К вечеру в Волково приехал Цурюпа (он частенько стал наезжать за это лето), прошел прямо в кабинет к Александру Вадимычу и, ужасно возмущенный, стал рассказывать о князе. Но Волков обрезал гостя:
– Знаю все-с, считаю большим несчастьем и сам даже поседел, а о стрекулисте прошу мне больше не напоминать-с. – И, подойдя к окну, перевел разговор на сельское хозяйство.
В это время на двор въехал Кондратий на двуколке. «Куда это старый хрен мотался?» – подумал Волков и, перегнувшись через подоконник, закричал:
– Ты откуда?
Кондратий покачал головой и, подъехав к окну, объяснил, что привез письмо для барыни. «Угу!» – сказал Волков и, закрыв окно, пошел к дочери.
Цурюпа впал в необыкновенное волнение, догадываясь, что письмо от князя.
Но не прошло и минуты, как вбежал Волков, тяжело дыша, красный и свирепый.

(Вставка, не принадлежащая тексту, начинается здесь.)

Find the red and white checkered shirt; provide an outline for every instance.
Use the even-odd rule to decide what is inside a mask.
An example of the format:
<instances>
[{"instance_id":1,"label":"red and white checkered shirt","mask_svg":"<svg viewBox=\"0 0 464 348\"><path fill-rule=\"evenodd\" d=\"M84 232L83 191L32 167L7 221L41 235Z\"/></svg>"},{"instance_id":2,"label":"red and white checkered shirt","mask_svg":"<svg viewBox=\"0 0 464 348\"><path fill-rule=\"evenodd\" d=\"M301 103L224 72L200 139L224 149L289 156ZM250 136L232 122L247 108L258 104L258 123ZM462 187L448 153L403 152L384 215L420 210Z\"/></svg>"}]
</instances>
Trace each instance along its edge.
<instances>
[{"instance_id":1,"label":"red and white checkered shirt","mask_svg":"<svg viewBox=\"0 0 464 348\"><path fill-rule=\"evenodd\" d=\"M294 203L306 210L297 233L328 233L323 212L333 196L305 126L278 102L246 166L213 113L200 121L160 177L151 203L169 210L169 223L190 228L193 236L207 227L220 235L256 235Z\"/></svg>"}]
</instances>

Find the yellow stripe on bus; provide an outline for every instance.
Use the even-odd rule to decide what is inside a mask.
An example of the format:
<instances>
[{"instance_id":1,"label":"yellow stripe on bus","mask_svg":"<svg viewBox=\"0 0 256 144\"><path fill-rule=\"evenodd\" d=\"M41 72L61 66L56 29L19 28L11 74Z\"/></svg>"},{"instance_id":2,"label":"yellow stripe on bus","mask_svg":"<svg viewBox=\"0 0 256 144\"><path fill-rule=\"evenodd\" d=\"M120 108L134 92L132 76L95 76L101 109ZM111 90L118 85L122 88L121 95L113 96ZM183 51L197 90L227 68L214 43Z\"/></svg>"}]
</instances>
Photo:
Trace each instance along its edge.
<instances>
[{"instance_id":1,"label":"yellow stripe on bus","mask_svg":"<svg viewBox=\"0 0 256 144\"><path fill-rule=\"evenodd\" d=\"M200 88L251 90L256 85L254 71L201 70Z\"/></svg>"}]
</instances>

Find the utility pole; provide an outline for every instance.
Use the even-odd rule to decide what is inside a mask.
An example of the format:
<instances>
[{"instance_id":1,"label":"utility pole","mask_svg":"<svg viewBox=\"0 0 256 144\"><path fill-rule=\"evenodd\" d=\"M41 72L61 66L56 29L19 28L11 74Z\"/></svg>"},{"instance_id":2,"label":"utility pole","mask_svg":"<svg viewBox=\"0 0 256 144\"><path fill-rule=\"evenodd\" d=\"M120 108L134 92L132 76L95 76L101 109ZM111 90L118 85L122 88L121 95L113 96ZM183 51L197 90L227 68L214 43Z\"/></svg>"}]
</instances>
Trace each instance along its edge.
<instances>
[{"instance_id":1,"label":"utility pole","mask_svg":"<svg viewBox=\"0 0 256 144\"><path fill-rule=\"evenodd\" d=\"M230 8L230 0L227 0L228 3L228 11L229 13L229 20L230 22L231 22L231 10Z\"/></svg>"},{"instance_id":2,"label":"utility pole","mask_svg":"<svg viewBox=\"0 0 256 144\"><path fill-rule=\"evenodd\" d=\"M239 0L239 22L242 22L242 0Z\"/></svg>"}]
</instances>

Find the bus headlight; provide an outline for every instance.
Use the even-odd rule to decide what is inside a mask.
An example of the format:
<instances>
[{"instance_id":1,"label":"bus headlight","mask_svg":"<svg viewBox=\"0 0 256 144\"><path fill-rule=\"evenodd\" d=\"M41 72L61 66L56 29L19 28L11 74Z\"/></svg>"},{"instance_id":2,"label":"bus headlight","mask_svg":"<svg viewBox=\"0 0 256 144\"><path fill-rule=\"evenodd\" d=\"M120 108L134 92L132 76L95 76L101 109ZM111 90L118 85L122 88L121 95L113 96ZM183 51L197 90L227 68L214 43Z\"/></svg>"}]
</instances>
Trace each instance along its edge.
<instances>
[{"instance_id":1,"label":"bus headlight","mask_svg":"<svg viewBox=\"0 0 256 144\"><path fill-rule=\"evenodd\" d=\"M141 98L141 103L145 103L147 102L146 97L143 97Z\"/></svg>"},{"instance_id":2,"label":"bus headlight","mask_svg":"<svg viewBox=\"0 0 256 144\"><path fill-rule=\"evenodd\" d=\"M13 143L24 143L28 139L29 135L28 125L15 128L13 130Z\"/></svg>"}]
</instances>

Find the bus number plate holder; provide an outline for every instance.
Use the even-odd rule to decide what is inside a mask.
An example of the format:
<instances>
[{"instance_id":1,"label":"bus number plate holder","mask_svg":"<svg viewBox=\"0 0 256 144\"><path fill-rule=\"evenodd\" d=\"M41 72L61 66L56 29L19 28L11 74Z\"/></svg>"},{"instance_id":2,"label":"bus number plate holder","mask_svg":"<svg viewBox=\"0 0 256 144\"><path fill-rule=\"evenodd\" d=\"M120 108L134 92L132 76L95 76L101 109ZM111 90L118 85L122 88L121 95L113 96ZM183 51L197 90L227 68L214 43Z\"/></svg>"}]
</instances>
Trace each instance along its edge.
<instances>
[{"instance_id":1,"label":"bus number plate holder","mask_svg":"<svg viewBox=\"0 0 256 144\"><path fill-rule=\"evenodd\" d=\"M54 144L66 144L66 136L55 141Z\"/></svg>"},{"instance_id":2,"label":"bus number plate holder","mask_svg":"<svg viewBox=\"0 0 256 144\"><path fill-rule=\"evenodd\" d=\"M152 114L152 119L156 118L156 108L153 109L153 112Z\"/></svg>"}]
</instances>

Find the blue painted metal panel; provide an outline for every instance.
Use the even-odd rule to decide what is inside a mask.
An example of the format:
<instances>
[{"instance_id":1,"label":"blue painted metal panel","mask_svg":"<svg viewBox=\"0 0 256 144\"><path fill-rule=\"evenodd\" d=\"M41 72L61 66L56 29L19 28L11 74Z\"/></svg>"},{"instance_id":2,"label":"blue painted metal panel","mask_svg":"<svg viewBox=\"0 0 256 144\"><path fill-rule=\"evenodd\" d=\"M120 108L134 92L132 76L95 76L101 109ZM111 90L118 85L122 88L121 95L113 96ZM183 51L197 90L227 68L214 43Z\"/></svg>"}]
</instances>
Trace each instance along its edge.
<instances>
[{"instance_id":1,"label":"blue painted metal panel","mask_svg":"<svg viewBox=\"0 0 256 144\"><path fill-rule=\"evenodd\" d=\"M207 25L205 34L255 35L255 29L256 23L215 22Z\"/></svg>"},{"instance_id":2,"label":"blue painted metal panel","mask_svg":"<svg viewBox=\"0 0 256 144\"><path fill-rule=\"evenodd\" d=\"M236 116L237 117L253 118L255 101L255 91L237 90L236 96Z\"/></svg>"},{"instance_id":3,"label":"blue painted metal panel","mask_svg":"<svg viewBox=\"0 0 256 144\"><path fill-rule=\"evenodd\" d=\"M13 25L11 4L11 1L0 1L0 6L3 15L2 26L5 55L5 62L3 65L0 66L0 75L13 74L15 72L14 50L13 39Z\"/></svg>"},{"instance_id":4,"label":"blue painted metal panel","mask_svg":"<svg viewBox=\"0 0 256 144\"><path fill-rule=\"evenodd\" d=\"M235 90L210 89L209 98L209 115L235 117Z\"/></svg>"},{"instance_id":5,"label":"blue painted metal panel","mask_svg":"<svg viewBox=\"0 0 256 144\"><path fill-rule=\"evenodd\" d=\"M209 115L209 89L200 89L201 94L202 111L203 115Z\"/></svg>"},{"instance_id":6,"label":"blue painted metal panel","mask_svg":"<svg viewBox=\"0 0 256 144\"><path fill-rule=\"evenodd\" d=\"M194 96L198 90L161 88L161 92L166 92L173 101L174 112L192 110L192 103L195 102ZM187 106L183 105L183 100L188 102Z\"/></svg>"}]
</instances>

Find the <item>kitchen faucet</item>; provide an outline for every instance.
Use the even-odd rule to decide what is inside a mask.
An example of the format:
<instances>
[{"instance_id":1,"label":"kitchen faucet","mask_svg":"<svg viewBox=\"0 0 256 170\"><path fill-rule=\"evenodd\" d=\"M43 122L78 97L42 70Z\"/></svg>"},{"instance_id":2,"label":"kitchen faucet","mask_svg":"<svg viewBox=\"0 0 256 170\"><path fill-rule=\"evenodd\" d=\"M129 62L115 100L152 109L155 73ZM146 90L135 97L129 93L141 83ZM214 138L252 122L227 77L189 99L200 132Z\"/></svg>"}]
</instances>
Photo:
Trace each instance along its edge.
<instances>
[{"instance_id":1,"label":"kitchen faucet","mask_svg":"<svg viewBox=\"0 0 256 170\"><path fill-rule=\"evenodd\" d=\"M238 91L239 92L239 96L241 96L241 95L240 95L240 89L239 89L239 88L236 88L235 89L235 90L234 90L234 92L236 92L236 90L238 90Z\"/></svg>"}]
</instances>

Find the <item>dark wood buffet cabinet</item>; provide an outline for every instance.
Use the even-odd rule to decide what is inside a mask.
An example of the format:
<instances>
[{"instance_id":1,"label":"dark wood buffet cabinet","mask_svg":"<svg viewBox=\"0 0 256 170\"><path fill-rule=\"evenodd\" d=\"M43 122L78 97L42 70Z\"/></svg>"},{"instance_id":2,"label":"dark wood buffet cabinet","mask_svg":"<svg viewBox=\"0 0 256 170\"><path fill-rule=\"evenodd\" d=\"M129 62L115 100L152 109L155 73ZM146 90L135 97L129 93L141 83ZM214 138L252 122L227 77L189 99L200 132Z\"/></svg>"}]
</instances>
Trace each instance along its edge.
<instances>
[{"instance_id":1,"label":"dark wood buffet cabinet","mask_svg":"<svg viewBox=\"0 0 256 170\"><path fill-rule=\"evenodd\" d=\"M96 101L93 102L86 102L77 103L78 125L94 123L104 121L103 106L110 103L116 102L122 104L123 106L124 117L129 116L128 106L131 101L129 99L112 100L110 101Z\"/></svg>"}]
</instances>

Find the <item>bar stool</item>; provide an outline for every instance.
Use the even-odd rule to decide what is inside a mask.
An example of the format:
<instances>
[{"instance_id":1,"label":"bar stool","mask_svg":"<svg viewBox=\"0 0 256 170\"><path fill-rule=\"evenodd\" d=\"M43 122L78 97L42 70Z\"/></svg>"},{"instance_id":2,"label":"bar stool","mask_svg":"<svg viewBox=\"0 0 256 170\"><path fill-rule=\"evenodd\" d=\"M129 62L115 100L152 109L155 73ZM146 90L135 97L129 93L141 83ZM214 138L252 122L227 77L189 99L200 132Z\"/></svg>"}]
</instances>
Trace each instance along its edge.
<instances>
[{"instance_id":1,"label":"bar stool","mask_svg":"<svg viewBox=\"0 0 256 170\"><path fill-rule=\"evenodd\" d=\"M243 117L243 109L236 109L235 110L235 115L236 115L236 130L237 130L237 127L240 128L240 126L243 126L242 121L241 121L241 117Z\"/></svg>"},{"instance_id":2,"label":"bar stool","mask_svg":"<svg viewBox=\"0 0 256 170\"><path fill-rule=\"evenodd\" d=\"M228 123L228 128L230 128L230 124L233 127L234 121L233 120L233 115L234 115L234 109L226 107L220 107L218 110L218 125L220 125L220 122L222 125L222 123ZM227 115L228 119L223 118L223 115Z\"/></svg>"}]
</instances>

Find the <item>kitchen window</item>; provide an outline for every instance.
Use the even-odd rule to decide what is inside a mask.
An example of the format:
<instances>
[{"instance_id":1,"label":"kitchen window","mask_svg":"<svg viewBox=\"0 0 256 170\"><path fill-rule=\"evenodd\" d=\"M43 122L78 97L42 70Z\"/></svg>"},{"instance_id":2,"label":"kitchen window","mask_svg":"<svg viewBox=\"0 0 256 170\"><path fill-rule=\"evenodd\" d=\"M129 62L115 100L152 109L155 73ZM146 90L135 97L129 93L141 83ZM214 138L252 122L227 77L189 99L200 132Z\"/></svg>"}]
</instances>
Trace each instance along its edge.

– Чернил нет! – закричал он, толкая чернильницу. – Куда карандаш завалился? – И, схватив быстро подсунутый карандаш, с размаху написал: «М. Г.» – на том листе бумаги, где на оборотной стороне год назад были нарисованы заяц, лиса, волк и собачки, потом откинулся в кресло и отер пот.
Цурюпа спросил осторожно:
– Что случилось? Посвятите меня, не могу ли помочь?
– Ведь это наглость! – заорал Александр Вадимыч. – Нет, я отвечу. Вот пошлый человек! «М. Г., не нахожу слов объяснить столь дерзкий поступок», – написал он. – Понимаете ли, просит извинения, письмецо прислал, будто ничего не случилось! Вот я отвечу: «Моя дочь не горничная, чтобы ей посылать записки. Не угодно ли вам действительно на коленях (он подчеркнул) прийти и всенижайше под ее окном просить прощения…»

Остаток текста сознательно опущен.